According to the authors, it was not an asteroid, but a fragment of a long-period comet from the Oort cloud, located at the periphery of the solar system. The research results are published in Scientific Reports.
Researchers from Harvard University have put forward a new hypothesis explaining the origin of the impact object that caused the formation of the Chicxulub crater off the coast of Mexico with a diameter of about 180 kilometers and an initial depth of up to 20 kilometers. Previously, it was believed that it was an asteroid several tens of kilometers in size, but where it came from was still a mystery.
Using statistical analysis and gravity modeling, the authors proved that it was in fact a comet originating from the Oort cloud at the edge of the solar system, knocked off course by Jupiter’s gravitational field and pointing towards the sun. The tidal force of the latter tore her apart, one of which collided with the Earth.
“In essence, Jupiter acts as a kind of pinball machine,” astrophysicist Amir Siraj, one of the study’s authors, said in a Harvard press release. “It throws incoming long-period comets into orbits that bring them closer to the Sun.”
According to the researchers’ calculations, such long-period comets, which take about 200 years to orbit around the Sun, must collide with the Earth every 250-730 million years. This is about ten times more often than previously thought. In addition, simulations have shown that about 20 percent of long-period comets are destroyed in the inner solar system due to the sun’s gravitational pull.
“The destruction is mostly not due to melting, which eats up only a small fraction of the comet’s mass, but due to tidal forces. called tidal destruction, and so large comets that come very close to the Sun break up into smaller ones. And there is a statistical probability that these smaller comets will collide with the Earth.”
The new hypothesis also better explains the composition of the striking body. Evidence found in Chicxulub and other similar craters suggests that the objects that spawned them were of primitive composition, corresponding to carbonaceous chondrites.
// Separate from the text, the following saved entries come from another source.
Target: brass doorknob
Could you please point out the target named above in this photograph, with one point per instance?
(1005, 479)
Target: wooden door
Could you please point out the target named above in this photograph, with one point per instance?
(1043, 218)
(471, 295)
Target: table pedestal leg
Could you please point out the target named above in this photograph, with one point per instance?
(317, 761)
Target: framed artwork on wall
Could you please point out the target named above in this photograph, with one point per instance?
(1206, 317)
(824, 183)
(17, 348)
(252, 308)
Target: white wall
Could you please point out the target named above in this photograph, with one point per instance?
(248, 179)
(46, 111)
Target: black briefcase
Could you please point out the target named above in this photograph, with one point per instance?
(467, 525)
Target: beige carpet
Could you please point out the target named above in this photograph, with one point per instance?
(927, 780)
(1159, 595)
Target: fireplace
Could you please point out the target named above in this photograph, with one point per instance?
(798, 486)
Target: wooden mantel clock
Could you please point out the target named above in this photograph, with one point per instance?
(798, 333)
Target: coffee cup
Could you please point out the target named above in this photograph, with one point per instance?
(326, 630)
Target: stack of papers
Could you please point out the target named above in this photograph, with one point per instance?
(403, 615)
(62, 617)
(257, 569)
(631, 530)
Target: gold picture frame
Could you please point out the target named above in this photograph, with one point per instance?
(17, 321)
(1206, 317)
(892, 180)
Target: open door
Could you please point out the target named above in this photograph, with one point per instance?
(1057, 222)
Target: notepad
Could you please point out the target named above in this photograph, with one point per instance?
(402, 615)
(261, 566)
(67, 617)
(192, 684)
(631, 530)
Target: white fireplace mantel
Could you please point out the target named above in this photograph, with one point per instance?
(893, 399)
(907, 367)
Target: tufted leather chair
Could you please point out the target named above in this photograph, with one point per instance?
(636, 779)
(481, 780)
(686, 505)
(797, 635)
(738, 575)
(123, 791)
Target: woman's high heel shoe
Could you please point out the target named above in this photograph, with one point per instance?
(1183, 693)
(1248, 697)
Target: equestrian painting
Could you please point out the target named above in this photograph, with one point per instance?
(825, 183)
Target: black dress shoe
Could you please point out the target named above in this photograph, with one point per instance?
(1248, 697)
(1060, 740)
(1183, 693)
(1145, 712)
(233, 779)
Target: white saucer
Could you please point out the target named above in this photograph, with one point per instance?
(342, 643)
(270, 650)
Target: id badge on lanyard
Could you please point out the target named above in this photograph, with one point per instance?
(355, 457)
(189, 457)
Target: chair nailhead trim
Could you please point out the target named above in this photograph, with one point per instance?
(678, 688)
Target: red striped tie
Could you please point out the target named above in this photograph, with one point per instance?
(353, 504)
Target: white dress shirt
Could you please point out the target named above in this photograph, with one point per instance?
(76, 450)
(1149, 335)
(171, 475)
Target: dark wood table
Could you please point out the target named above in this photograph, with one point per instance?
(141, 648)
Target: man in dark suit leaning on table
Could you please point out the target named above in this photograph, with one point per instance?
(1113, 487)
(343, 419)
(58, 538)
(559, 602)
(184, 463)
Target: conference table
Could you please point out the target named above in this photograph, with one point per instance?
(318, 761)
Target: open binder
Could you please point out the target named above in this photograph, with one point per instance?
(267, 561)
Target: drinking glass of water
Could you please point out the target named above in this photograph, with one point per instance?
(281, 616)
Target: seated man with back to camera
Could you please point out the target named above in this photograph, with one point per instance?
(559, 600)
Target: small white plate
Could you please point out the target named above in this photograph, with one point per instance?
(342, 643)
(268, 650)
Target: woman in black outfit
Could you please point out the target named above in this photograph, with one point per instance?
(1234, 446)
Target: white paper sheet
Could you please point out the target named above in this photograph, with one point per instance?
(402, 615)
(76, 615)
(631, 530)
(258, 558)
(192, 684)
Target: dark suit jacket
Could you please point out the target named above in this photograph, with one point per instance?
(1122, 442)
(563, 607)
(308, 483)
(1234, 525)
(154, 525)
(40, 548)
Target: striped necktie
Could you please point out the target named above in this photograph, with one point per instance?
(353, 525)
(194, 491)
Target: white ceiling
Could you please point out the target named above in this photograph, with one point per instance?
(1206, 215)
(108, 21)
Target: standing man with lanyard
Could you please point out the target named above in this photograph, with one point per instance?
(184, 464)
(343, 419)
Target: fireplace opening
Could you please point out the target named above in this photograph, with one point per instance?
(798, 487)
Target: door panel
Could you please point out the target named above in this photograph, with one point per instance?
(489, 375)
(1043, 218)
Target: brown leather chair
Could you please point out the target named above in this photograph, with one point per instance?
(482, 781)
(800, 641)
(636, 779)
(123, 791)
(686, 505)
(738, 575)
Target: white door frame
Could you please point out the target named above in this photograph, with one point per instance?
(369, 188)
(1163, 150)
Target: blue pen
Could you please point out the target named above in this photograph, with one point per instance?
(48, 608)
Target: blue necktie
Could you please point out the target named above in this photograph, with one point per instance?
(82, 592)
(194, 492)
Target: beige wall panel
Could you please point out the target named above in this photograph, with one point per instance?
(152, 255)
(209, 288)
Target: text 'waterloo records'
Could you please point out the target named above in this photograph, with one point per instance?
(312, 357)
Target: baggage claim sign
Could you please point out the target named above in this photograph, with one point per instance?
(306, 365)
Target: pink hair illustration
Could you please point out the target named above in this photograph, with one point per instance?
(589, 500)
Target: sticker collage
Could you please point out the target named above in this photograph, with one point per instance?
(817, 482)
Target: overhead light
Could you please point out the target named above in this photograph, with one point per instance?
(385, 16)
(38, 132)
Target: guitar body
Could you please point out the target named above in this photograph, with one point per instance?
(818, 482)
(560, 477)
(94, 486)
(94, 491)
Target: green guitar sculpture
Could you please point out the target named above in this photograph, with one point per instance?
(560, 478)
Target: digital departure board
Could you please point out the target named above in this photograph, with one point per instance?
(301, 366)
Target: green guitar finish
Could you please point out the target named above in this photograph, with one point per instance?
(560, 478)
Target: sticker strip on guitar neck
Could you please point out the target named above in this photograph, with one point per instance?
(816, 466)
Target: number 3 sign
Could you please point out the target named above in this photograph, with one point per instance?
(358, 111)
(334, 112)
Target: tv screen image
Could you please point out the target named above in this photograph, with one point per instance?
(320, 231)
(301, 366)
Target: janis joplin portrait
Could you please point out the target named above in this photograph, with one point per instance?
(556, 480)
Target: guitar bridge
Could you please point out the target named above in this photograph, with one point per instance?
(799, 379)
But only a tenth of the asteroids of the main asteroid belt located between the orbits of Jupiter and Mars have such a composition, and long-period comets, on the contrary, are mostly composed of carbonaceous chondrite material.
“Our hypothesis predicts that other Chicxulub-sized craters on Earth are likely to correspond to a projectile with a primitive composition, which is not typical for ordinary asteroids in the main belt,” the researchers write in the article.
We are talking primarily about the largest confirmed crater on Earth – Vredefort in South Africa, which was formed about two billion years ago, and the Zhamanshin crater in Kazakhstan – the largest in the last million years.
The authors believe that the frequency of such large impact events confirms their calculations based on the mechanism of tidal destruction of large long-period comets the size of the Chicxulub object, originating from the Oort cloud.